Resumo
A quinta Wittmann em Westhofen é hoje um dos endereços mais conhecidos e mais bem cotados de Rheinhessen. Em cerca de 30 hectares no sul do Wonnegau – cerca de metade plantados com Riesling – nascem vinhos secos e ligados ao terroir que ajudaram a levar a região ao topo alemão. O que torna a quinta inconfundível é o seu modo de trabalhar rigoroso: a Wittmann cultiva em biodinâmica desde 2004 e cria os vinhos sobretudo em tonéis de madeira com fermentação espontânea. Sobretudo os Grosses Gewächs de parcelas como Morstein e Kirchspiel gozam de reconhecimento mundial.
História
As raízes da família Wittmann remontam muito atrás: já em 1663 a família está documentada como viticultora em Westhofen. Ao longo dos séculos a viticultura permaneceu em mãos familiares, mas o desenvolvimento decisivo até uma quinta de referência internacional só ocorreu nas últimas décadas.
Impulsos importantes vieram de Günter e Elisabeth Wittmann, que converteram a quinta à agricultura biológica, seguindo assim cedo um caminho durante muito tempo visto como de nicho. Hoje a quinta é dirigida por Philipp Wittmann, em conjunto com a sua esposa Eva. Sob a sua direção, a Wittmann deu o passo para a biodinâmica e afinou ainda mais o estilo dos vinhos. A quinta é assim um exemplo do renascimento de Rheinhessen, o movimento com que uma geração jovem devolveu ao topo alemão esta região outrora subestimada.
Localização e terroir
A Wittmann situa-se em Westhofen, no distrito de Wonnegau, no sul de Rheinhessen, perto de Worms. Este canto da região é conhecido por alguns dos melhores Rieslings secos da Alemanha. O clima é ameno e comparativamente seco, uma vez que Rheinhessen fica ao abrigo do Hunsrück, do Taunus e do Odenwald – condições ideais para uvas sãs e de maturação lenta.

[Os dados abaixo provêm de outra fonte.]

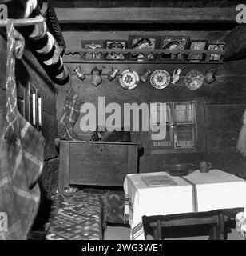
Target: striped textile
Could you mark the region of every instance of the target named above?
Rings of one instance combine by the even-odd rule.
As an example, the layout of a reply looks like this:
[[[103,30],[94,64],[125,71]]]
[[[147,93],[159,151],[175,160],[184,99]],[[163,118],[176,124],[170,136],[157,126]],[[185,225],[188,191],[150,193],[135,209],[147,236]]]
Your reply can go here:
[[[0,213],[6,216],[0,226],[0,239],[22,240],[34,222],[39,204],[37,183],[44,160],[44,138],[17,109],[14,76],[15,33],[8,30],[6,107],[0,111]]]
[[[42,16],[37,0],[26,0],[25,7],[23,17],[19,18]],[[42,24],[25,26],[18,30],[30,42],[37,58],[53,82],[58,85],[66,84],[69,79],[69,70],[63,65],[59,46],[48,31],[46,22],[44,21]]]
[[[37,214],[37,183],[43,167],[44,138],[18,113],[14,145],[0,142],[0,212],[7,215],[8,230],[0,239],[26,239]]]
[[[69,84],[58,126],[58,138],[60,139],[81,139],[73,131],[73,126],[80,115],[80,109],[82,103],[82,100],[74,93]]]

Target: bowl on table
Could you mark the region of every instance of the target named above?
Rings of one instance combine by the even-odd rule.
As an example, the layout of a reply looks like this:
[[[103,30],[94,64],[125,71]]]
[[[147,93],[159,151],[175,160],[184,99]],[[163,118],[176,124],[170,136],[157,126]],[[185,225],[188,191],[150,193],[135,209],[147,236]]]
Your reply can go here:
[[[191,163],[177,163],[164,166],[164,171],[171,176],[186,176],[194,171],[194,165]]]

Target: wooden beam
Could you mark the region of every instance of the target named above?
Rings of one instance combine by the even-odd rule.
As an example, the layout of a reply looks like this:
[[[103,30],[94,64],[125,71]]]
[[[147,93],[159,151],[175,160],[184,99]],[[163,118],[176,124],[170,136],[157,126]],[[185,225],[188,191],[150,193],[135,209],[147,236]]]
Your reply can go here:
[[[223,40],[225,42],[224,60],[246,58],[246,24],[237,26]]]
[[[55,8],[60,23],[236,22],[235,8]]]

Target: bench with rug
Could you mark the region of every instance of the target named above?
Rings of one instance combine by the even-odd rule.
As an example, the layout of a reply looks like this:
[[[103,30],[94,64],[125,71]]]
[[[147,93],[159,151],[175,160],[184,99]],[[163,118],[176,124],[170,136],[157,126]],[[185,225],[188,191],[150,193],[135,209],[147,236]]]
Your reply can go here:
[[[102,240],[103,203],[94,193],[77,191],[69,196],[53,198],[47,240]]]

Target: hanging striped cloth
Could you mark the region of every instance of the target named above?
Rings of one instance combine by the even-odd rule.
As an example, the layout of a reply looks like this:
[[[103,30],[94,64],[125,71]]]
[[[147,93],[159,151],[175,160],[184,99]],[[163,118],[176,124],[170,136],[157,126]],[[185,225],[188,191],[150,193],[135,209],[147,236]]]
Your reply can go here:
[[[35,18],[42,16],[37,0],[27,0],[24,17]],[[21,29],[22,30],[22,29]],[[29,38],[37,58],[44,66],[50,78],[58,85],[69,82],[69,70],[63,64],[61,50],[54,36],[47,30],[46,22],[42,24],[25,27],[21,32]]]

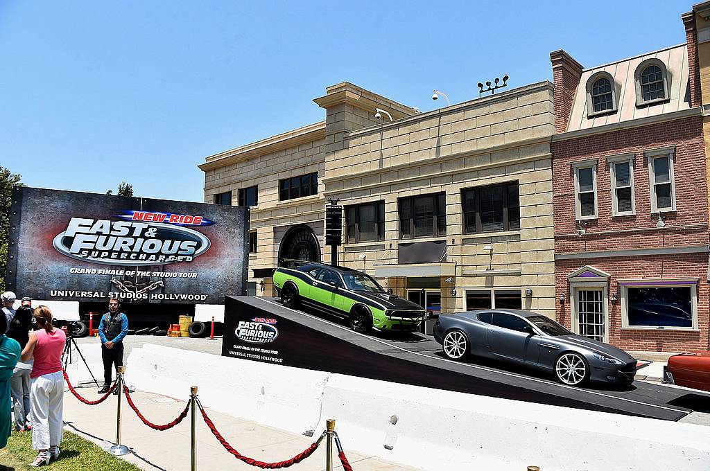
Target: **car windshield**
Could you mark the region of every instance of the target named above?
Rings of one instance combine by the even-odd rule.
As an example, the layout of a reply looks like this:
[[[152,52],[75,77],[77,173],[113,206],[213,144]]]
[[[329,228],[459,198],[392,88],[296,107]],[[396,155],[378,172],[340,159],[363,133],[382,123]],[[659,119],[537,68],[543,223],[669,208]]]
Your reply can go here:
[[[345,286],[348,289],[354,291],[371,291],[374,293],[383,293],[384,289],[374,279],[364,273],[344,273]]]
[[[548,336],[569,336],[572,332],[545,316],[530,316],[527,319]]]

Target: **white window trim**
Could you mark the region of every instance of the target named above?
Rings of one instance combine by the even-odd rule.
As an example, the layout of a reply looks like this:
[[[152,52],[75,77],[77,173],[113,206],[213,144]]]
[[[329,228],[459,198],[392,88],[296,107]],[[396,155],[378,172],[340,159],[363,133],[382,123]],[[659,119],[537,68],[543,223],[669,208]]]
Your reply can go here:
[[[594,85],[594,82],[601,78],[605,78],[609,81],[611,84],[611,109],[605,109],[601,111],[594,111],[594,101],[592,99],[591,92],[592,87]],[[618,109],[616,96],[618,92],[618,88],[616,86],[616,81],[614,78],[611,77],[611,74],[608,72],[600,71],[589,77],[589,79],[586,81],[586,116],[587,118],[591,118],[593,116],[598,116],[599,115],[604,114],[611,114],[612,113],[616,113]]]
[[[621,284],[620,287],[621,292],[621,328],[629,331],[699,331],[698,327],[698,281],[697,279],[689,280],[687,283],[678,284],[662,284],[662,280],[656,279],[624,279],[619,280],[619,282],[644,282],[643,284],[634,284],[628,286]],[[663,280],[667,281],[667,280]],[[627,306],[628,288],[657,288],[657,287],[674,287],[684,288],[690,287],[691,309],[692,310],[692,326],[691,327],[673,327],[665,326],[629,326],[628,325],[628,308]]]
[[[663,148],[662,149],[654,149],[647,150],[644,153],[646,156],[648,166],[648,190],[651,199],[651,214],[668,213],[676,210],[675,206],[675,172],[674,170],[673,161],[675,160],[675,147]],[[659,209],[656,206],[655,195],[655,174],[653,172],[653,160],[659,157],[668,157],[668,173],[670,178],[670,208],[662,208]]]
[[[655,65],[661,70],[661,74],[663,76],[663,92],[665,96],[663,98],[657,98],[655,100],[644,101],[643,94],[641,92],[641,74],[650,65]],[[665,64],[664,64],[663,61],[660,59],[652,57],[650,59],[646,59],[643,62],[639,64],[638,67],[636,67],[636,71],[634,72],[634,82],[636,85],[636,106],[645,106],[655,103],[670,101],[670,95],[668,94],[668,90],[670,89],[670,79],[671,75],[668,72],[668,68],[666,67]]]
[[[633,154],[621,154],[619,155],[610,155],[606,157],[606,162],[609,164],[609,174],[611,177],[611,216],[633,216],[636,214],[636,195],[635,187],[633,184]],[[631,186],[631,211],[619,211],[618,201],[616,199],[616,164],[628,162],[629,179]]]
[[[596,201],[596,159],[588,159],[572,163],[572,168],[574,169],[574,218],[576,221],[585,221],[599,218],[599,209]],[[585,168],[591,169],[591,182],[594,192],[594,214],[592,216],[581,216],[581,205],[579,204],[579,169]]]

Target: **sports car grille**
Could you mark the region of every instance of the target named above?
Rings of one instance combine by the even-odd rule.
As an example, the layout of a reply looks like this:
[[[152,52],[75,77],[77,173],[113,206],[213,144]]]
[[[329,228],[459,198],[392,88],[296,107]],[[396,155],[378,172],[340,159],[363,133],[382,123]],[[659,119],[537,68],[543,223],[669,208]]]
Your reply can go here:
[[[423,311],[387,311],[387,317],[393,321],[416,321],[424,318]]]

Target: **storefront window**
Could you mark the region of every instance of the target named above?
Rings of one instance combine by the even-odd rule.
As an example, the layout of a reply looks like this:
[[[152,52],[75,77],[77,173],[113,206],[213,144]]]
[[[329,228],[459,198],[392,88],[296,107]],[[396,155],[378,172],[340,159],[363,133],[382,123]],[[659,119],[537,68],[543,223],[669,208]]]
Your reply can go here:
[[[694,287],[623,287],[630,327],[693,326]]]

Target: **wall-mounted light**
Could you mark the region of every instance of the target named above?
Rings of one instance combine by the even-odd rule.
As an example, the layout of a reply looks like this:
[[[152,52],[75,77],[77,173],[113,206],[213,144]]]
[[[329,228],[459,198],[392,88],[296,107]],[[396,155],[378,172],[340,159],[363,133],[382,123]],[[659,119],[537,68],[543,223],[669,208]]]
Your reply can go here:
[[[658,222],[656,223],[656,227],[665,227],[665,221],[663,221],[663,215],[661,214],[660,211],[658,211]]]
[[[447,103],[446,106],[451,106],[451,101],[449,101],[449,97],[447,96],[446,94],[444,93],[444,92],[439,92],[438,90],[434,90],[434,94],[432,95],[432,99],[435,100],[435,100],[438,100],[439,99],[439,95],[441,95],[442,96],[443,96],[444,99],[446,100],[446,103]]]
[[[375,109],[375,119],[380,119],[381,118],[382,118],[382,115],[381,114],[381,113],[384,113],[385,114],[386,114],[387,117],[390,118],[390,123],[394,121],[393,119],[392,119],[391,114],[390,114],[383,109],[380,109],[379,108]]]

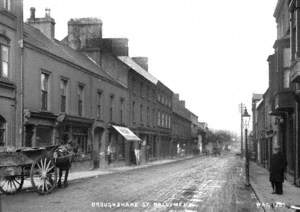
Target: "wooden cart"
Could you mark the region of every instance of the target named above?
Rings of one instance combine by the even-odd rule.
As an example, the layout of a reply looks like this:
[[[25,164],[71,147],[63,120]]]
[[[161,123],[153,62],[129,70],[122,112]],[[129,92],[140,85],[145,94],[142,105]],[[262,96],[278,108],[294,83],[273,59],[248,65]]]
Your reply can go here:
[[[30,178],[33,189],[39,194],[53,191],[57,185],[57,161],[70,160],[72,157],[57,158],[58,147],[0,152],[0,191],[5,194],[20,191],[25,178]]]

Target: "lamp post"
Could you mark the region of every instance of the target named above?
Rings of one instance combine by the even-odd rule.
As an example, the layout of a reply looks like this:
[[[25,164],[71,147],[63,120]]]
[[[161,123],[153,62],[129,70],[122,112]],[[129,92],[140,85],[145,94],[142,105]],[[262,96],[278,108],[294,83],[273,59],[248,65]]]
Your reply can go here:
[[[248,154],[248,126],[250,121],[250,115],[245,107],[243,113],[243,125],[245,127],[245,175],[246,175],[246,186],[250,185],[249,181],[249,154]]]

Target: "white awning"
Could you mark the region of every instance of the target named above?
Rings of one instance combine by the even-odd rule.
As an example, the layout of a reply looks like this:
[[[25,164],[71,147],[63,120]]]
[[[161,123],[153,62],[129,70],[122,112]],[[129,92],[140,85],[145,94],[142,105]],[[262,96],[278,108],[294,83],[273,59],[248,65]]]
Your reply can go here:
[[[140,141],[141,140],[127,127],[120,127],[120,126],[115,126],[115,125],[112,125],[112,127],[115,128],[128,141]]]

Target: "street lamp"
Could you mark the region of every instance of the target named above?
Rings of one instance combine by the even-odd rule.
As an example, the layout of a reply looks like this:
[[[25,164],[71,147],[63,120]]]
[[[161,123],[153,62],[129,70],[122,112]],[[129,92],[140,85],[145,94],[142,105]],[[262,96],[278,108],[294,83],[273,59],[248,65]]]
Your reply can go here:
[[[248,126],[250,122],[250,115],[245,107],[243,113],[243,125],[245,127],[245,175],[246,175],[246,186],[250,185],[249,181],[249,154],[248,154]]]

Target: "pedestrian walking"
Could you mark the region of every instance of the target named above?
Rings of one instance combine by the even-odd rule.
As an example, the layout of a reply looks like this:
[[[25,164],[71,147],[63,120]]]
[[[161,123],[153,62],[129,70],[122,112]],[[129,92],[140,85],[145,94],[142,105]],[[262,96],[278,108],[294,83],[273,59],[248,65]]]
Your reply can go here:
[[[141,163],[141,144],[138,142],[136,147],[134,148],[134,154],[136,158],[136,165],[140,165]]]
[[[282,183],[284,181],[284,171],[286,160],[280,152],[280,147],[273,148],[273,154],[270,161],[270,182],[273,188],[273,194],[283,194]]]

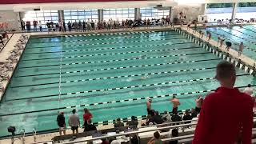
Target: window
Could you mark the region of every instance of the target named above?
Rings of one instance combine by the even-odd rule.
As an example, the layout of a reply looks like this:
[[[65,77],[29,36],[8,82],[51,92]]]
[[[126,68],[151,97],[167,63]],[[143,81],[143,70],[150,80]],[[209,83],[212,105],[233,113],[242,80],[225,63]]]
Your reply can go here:
[[[235,18],[238,19],[250,20],[255,18],[256,2],[241,2],[238,5]]]
[[[65,23],[87,21],[87,19],[98,21],[98,10],[64,10]]]
[[[134,8],[126,9],[105,9],[103,10],[103,19],[108,21],[112,18],[113,20],[126,20],[134,19],[135,10]]]
[[[54,23],[57,23],[58,21],[58,10],[40,10],[40,11],[26,11],[25,13],[23,21],[30,21],[33,25],[33,21],[36,20],[42,22],[42,27],[46,28],[46,22],[49,20]]]
[[[207,4],[206,15],[208,21],[217,22],[221,19],[224,22],[226,19],[231,19],[233,3],[212,3]]]
[[[169,15],[169,10],[158,10],[154,7],[141,8],[142,19],[162,18]]]

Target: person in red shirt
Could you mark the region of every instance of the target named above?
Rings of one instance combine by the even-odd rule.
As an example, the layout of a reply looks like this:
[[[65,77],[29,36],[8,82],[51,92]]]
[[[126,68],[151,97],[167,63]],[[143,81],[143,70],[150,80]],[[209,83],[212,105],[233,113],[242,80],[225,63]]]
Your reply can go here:
[[[242,144],[250,144],[252,98],[234,88],[236,74],[231,63],[220,62],[216,78],[221,86],[204,100],[193,144],[234,144],[240,138]]]
[[[84,122],[84,126],[87,125],[87,121],[93,118],[93,115],[90,113],[88,109],[83,110],[85,114],[83,114],[83,122]]]

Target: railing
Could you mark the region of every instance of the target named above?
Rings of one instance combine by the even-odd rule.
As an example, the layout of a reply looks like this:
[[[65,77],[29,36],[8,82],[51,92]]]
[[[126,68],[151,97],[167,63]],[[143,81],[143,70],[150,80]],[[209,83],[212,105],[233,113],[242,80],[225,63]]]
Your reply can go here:
[[[166,125],[173,125],[173,124],[177,124],[177,123],[185,123],[185,122],[190,122],[191,123],[163,126]],[[146,133],[146,132],[154,132],[154,131],[163,130],[177,129],[177,128],[182,128],[182,132],[185,132],[184,130],[186,130],[186,128],[197,125],[197,122],[194,122],[194,120],[188,120],[188,121],[181,121],[181,122],[176,122],[163,123],[163,124],[158,124],[158,125],[152,125],[150,126],[142,126],[142,127],[140,127],[139,129],[150,127],[150,126],[157,126],[157,128],[153,129],[153,130],[135,130],[135,131],[131,131],[131,132],[126,132],[123,134],[116,134],[114,135],[101,136],[101,137],[97,137],[97,138],[88,138],[86,140],[80,140],[80,141],[78,140],[78,141],[66,142],[64,142],[62,143],[62,144],[73,144],[73,143],[76,143],[76,142],[92,142],[92,141],[97,141],[97,140],[101,140],[101,139],[109,139],[110,138],[122,137],[122,136],[128,136],[128,137],[130,137],[130,139],[131,139],[131,137],[134,134],[138,134]],[[254,122],[256,122],[256,117],[254,118]],[[190,129],[188,129],[188,130],[190,130]],[[191,129],[191,130],[192,130],[191,132],[194,131],[193,129]],[[189,134],[189,135],[180,136],[180,137],[177,137],[177,138],[164,138],[164,139],[162,139],[162,141],[180,140],[180,139],[185,139],[185,138],[188,138],[188,140],[191,140],[191,138],[193,139],[193,137],[194,137],[194,134]]]

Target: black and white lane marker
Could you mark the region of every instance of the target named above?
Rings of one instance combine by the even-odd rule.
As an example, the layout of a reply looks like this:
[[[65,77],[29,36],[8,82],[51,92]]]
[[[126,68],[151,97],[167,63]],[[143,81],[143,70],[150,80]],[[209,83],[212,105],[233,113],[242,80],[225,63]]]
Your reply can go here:
[[[71,46],[98,46],[98,45],[110,45],[110,44],[122,44],[122,43],[134,43],[134,42],[159,42],[159,41],[168,41],[172,39],[185,39],[186,38],[162,38],[162,39],[151,39],[151,40],[136,40],[136,41],[127,41],[127,42],[97,42],[97,43],[84,43],[78,45],[60,45],[60,46],[33,46],[33,47],[26,47],[26,49],[46,49],[46,48],[52,48],[52,47],[71,47]]]
[[[256,85],[254,85],[252,86],[255,86]],[[240,87],[237,87],[237,88],[244,88],[244,87],[246,87],[246,86],[240,86]],[[52,108],[52,109],[46,109],[46,110],[33,110],[33,111],[26,111],[26,112],[1,114],[0,117],[18,115],[18,114],[31,114],[31,113],[38,113],[38,112],[43,112],[43,111],[58,110],[64,110],[64,109],[74,109],[74,108],[78,108],[78,107],[85,107],[85,106],[91,106],[104,105],[104,104],[133,102],[133,101],[143,100],[143,99],[146,99],[146,98],[167,98],[167,97],[172,97],[172,96],[181,96],[181,95],[186,95],[186,94],[201,94],[201,93],[212,92],[212,91],[214,91],[214,90],[205,90],[193,91],[193,92],[185,92],[185,93],[170,94],[164,94],[164,95],[155,95],[155,96],[152,96],[152,97],[128,98],[128,99],[118,100],[118,101],[109,101],[109,102],[97,102],[97,103],[90,103],[90,104],[70,106],[65,106],[65,107],[60,107],[60,108]]]
[[[239,30],[238,30],[238,29],[236,29],[236,28],[231,28],[232,30],[235,30],[235,31],[238,31],[238,32],[239,32],[239,33],[242,33],[242,34],[246,34],[246,35],[248,35],[248,36],[250,36],[250,37],[251,37],[251,38],[256,38],[256,37],[254,37],[254,35],[251,35],[251,34],[246,34],[246,33],[245,33],[245,32],[242,32],[242,31],[240,31]]]
[[[216,34],[216,35],[218,35],[218,36],[222,36],[222,34],[218,34],[218,33],[215,33],[215,32],[214,32],[214,31],[212,31],[212,30],[210,30],[211,33],[213,33],[213,34]],[[227,40],[229,40],[229,41],[234,41],[234,40],[232,40],[231,38],[225,38],[226,39],[227,39]],[[253,51],[253,52],[256,52],[256,50],[254,50],[254,49],[251,49],[251,48],[250,48],[250,47],[248,47],[248,46],[244,46],[245,48],[246,48],[246,49],[248,49],[248,50],[251,50],[251,51]]]
[[[130,48],[137,48],[137,47],[152,47],[152,46],[171,46],[171,45],[182,45],[182,44],[191,44],[194,42],[167,42],[163,44],[155,44],[155,45],[140,45],[140,46],[121,46],[121,47],[106,47],[106,48],[96,48],[96,49],[74,49],[70,50],[70,48],[66,48],[67,50],[65,50],[66,49],[63,49],[62,51],[44,51],[44,50],[40,50],[41,52],[35,52],[35,53],[27,53],[26,52],[24,54],[45,54],[45,53],[66,53],[66,52],[76,52],[76,51],[96,51],[96,50],[121,50],[121,49],[130,49]],[[179,47],[180,48],[180,47]],[[181,47],[182,48],[182,47]],[[185,47],[183,47],[185,48]]]
[[[189,47],[189,48],[181,48],[181,49],[160,49],[160,50],[139,50],[139,51],[127,51],[127,52],[118,52],[118,53],[104,53],[104,54],[87,54],[87,55],[73,55],[73,56],[63,56],[62,58],[82,58],[82,57],[97,57],[97,56],[106,56],[106,55],[119,55],[126,54],[140,54],[140,53],[150,53],[150,52],[161,52],[161,51],[169,51],[169,50],[182,50],[187,49],[201,49],[202,47]],[[44,55],[38,54],[38,57],[44,57]],[[56,59],[60,58],[60,57],[52,57],[46,58],[38,58],[38,59],[23,59],[23,61],[32,61],[32,60],[42,60],[42,59]]]
[[[217,59],[212,59],[212,60],[220,60],[219,58]],[[202,61],[199,61],[202,62]],[[192,62],[192,61],[187,61],[187,62],[173,62],[173,63],[162,63],[161,66],[164,65],[172,65],[172,64],[177,64],[177,63],[190,63]],[[205,69],[205,70],[210,70],[210,69]],[[197,69],[191,69],[186,71],[195,71],[195,70],[201,70]],[[203,70],[203,69],[202,69]],[[144,74],[130,74],[130,75],[119,75],[119,76],[113,76],[113,77],[102,77],[102,78],[88,78],[88,79],[76,79],[72,81],[62,81],[61,83],[73,83],[73,82],[89,82],[89,81],[97,81],[97,80],[104,80],[104,79],[114,79],[114,78],[130,78],[130,77],[138,77],[138,76],[147,76],[147,75],[156,75],[156,74],[172,74],[175,71],[161,71],[161,72],[152,72],[152,73],[144,73]],[[182,71],[183,72],[183,71]],[[57,84],[59,83],[59,82],[47,82],[43,84],[30,84],[30,85],[23,85],[23,86],[10,86],[11,88],[18,88],[18,87],[25,87],[25,86],[42,86],[42,85],[50,85],[50,84]]]
[[[162,56],[154,56],[154,57],[145,57],[145,58],[131,58],[134,60],[138,59],[152,59],[155,58],[170,58],[170,57],[178,57],[178,56],[186,56],[186,55],[197,55],[197,54],[210,54],[210,52],[204,52],[204,53],[194,53],[194,54],[174,54],[174,55],[162,55]],[[110,62],[110,60],[106,60],[103,62]],[[121,61],[126,61],[126,59],[121,59]],[[71,73],[85,73],[85,72],[91,72],[91,71],[102,71],[102,70],[120,70],[120,69],[130,69],[130,68],[138,68],[138,67],[146,67],[146,66],[161,66],[162,64],[146,64],[146,65],[138,65],[138,66],[121,66],[121,67],[109,67],[109,68],[102,68],[102,69],[91,69],[91,70],[82,70],[77,71],[64,71],[61,74],[71,74]],[[40,70],[42,71],[43,70]],[[15,78],[18,77],[28,77],[28,76],[37,76],[37,75],[48,75],[48,74],[56,74],[58,73],[49,73],[49,74],[29,74],[29,75],[23,75],[23,76],[14,76]]]

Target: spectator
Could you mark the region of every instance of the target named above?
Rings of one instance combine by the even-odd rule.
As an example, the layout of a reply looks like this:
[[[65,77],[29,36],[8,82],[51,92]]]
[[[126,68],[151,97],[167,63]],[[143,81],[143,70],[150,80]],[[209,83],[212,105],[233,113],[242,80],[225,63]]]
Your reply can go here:
[[[86,22],[82,21],[82,31],[86,31]]]
[[[253,96],[254,89],[251,87],[250,84],[248,84],[247,87],[245,88],[243,92],[246,93],[246,94],[250,95],[250,96]]]
[[[172,138],[175,138],[178,136],[178,130],[177,129],[173,129],[171,130],[171,136]],[[178,140],[170,141],[169,144],[178,144]]]
[[[64,31],[63,22],[62,20],[59,21],[59,31]]]
[[[222,47],[223,42],[224,42],[224,41],[225,41],[224,35],[223,35],[223,36],[221,36],[219,39],[220,39],[220,42],[219,42],[220,46]]]
[[[197,111],[195,111],[194,109],[191,109],[191,117],[192,117],[192,118],[197,118],[197,115],[198,115]]]
[[[69,32],[72,31],[72,25],[70,21],[69,21],[69,22],[67,22],[67,28],[69,29]]]
[[[147,142],[147,144],[161,144],[160,134],[158,131],[154,133],[154,137]]]
[[[150,98],[149,100],[146,102],[147,114],[151,114],[151,103],[152,103],[152,98]]]
[[[50,22],[49,22],[49,20],[46,22],[46,26],[48,28],[48,32],[50,30]]]
[[[31,26],[30,21],[26,21],[26,27],[27,31],[30,31],[30,26]]]
[[[240,56],[242,54],[243,48],[244,48],[243,42],[241,42],[240,45],[239,45],[238,56]]]
[[[166,110],[164,112],[164,114],[162,115],[162,118],[166,118],[166,122],[171,122],[171,117],[170,117],[170,115],[168,114],[168,112]]]
[[[121,126],[124,126],[125,125],[123,124],[123,122],[121,122],[120,118],[118,118],[117,119],[117,122],[114,124],[114,127],[121,127]]]
[[[163,122],[163,120],[159,115],[158,111],[154,112],[154,115],[153,116],[153,120],[154,120],[154,122],[156,124],[161,124]]]
[[[196,106],[195,106],[195,111],[199,114],[200,110],[201,110],[201,107],[202,106],[202,102],[203,102],[203,98],[202,96],[199,96],[196,100]]]
[[[218,64],[216,78],[221,86],[204,100],[193,143],[235,143],[240,132],[242,143],[251,143],[252,98],[234,88],[236,72],[231,63]]]
[[[171,120],[174,122],[182,121],[182,118],[178,114],[178,113],[174,113],[174,115],[171,117]],[[178,123],[177,123],[178,125]]]
[[[74,30],[76,31],[78,31],[78,23],[77,22],[77,20],[74,20]]]
[[[94,124],[91,123],[91,120],[90,119],[89,119],[87,121],[87,123],[88,123],[88,125],[85,126],[84,132],[85,131],[97,130],[96,126]]]
[[[229,51],[230,49],[231,46],[232,46],[232,43],[231,43],[230,42],[226,42],[226,49],[227,51]]]
[[[80,20],[78,22],[78,29],[80,31],[82,31],[82,22]]]
[[[62,135],[62,131],[63,131],[64,135],[66,134],[66,122],[64,112],[62,111],[57,117],[57,123],[59,128],[59,134]]]
[[[192,117],[191,115],[189,114],[189,110],[186,110],[185,111],[185,114],[182,118],[182,120],[183,121],[189,121],[189,120],[191,120],[192,119]],[[190,122],[186,122],[185,123],[190,123]]]
[[[131,116],[131,121],[127,122],[126,126],[130,128],[137,128],[138,125],[138,121],[136,120],[134,116]]]
[[[71,126],[73,134],[74,134],[74,130],[76,131],[76,134],[78,134],[78,126],[80,125],[80,121],[78,116],[76,114],[75,109],[72,110],[72,114],[70,116],[69,125],[70,126]]]
[[[150,126],[150,125],[153,125],[153,124],[154,124],[154,119],[153,119],[152,115],[150,115],[150,114],[147,115],[146,125]]]
[[[173,114],[178,113],[178,106],[181,105],[179,100],[175,96],[173,96],[170,102],[173,103]]]
[[[25,25],[25,22],[23,20],[22,20],[22,22],[21,22],[21,26],[22,26],[22,30],[25,30],[26,25]]]
[[[34,19],[33,26],[34,26],[34,31],[38,31],[38,21]]]
[[[39,26],[40,31],[42,32],[42,22],[41,22],[41,21],[39,21],[38,26]]]
[[[88,109],[84,109],[84,114],[82,116],[83,118],[83,122],[84,122],[84,126],[87,125],[87,121],[93,118],[93,115],[90,113]]]
[[[0,43],[2,43],[2,46],[5,46],[2,36],[0,36]]]

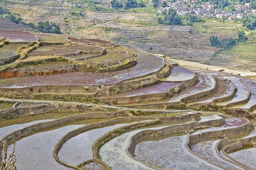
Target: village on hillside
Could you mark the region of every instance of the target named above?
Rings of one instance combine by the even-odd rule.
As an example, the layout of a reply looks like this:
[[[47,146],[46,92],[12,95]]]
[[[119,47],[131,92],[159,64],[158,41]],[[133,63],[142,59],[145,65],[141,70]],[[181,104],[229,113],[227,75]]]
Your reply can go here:
[[[197,0],[178,0],[175,2],[170,0],[166,2],[166,6],[162,7],[163,0],[158,2],[159,7],[157,13],[162,13],[165,10],[168,12],[170,9],[176,11],[178,14],[186,16],[190,14],[197,15],[199,17],[204,18],[223,18],[223,20],[233,21],[243,18],[244,15],[249,14],[256,15],[256,10],[249,10],[250,3],[246,3],[244,6],[236,5],[234,6],[234,11],[222,11],[220,9],[214,8],[214,6],[209,2],[202,4],[197,4]],[[150,0],[150,4],[152,4]],[[164,2],[165,4],[165,2]]]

Decisiva é a diversidade dos solos em redor de Westhofen. As margas calcárias e argilosas marcam muitas das grandes parcelas e conferem aos Rieslings a sua tensão, mineralidade e capacidade de guarda características. Esta variedade geológica em pequena escala permite à quinta extrair de cada parcela um caráter próprio, do acessível e suculento ao denso e longevo.
Estilo e filosofia
A ideia central na Wittmann é levar o terroir à garrafa da forma mais fiel possível. Já por volta de 1990 a família converteu a quinta à agricultura biológica (Naturland) e, desde 2004, a quinta trabalha de forma plenamente biodinâmica, com certificação Respekt-BIODYN. Na vinha, isso significa prescindir de tratamentos e adubos sintéticos e trabalhar com preparados vegetais e um solo vivo.
Na adega, a Wittmann aposta na contenção: os mostos fermentam de forma espontânea com as leveduras próprias da vinha e os vinhos criam-se sobretudo em tonéis de madeira – em parte na histórica adega de tonéis de 1829. O resultado são vinhos secos, de estrutura profunda, com mineralidade fina e grande capacidade de guarda, muito longe do estilo leve e frutado.
Vinhos emblemáticos
A gama é claramente escalonada: dos vinhos de quinta acessíveis, passando pelos vinhos de aldeia, até aos Grosses Gewächs das parcelas VDP.Grosse Lage. Entre as parcelas mais célebres da quinta figuram:
- Westhofener Morstein – a grande parcela, muitas vezes citada entre os melhores Rieslings da Alemanha
- Westhofener Kirchspiel – fino e elegante
- Westhofener Aulerde – suculento e acessível
- Westhofener Brunnenhäuschen – denso e longevo
- Höllenbrand – especiado e mineral
Estes vinhos figuram regularmente entre os Rieslings secos mais bem cotados da Alemanha.
Prémios
A Wittmann acumula há anos as notas máximas nos principais guias de vinho e em provas internacionais, sobretudo pelo Riesling Grosses Gewächs do Morstein. A quinta é hoje considerada, sem discussão, uma das pioneiras marcantes do renascimento de Rheinhessen e da viticultura biodinâmica de topo na Alemanha. A Wittmann contribuiu assim de forma decisiva para que o Riesling seco do Wonnegau goze do mais alto reconhecimento internacional.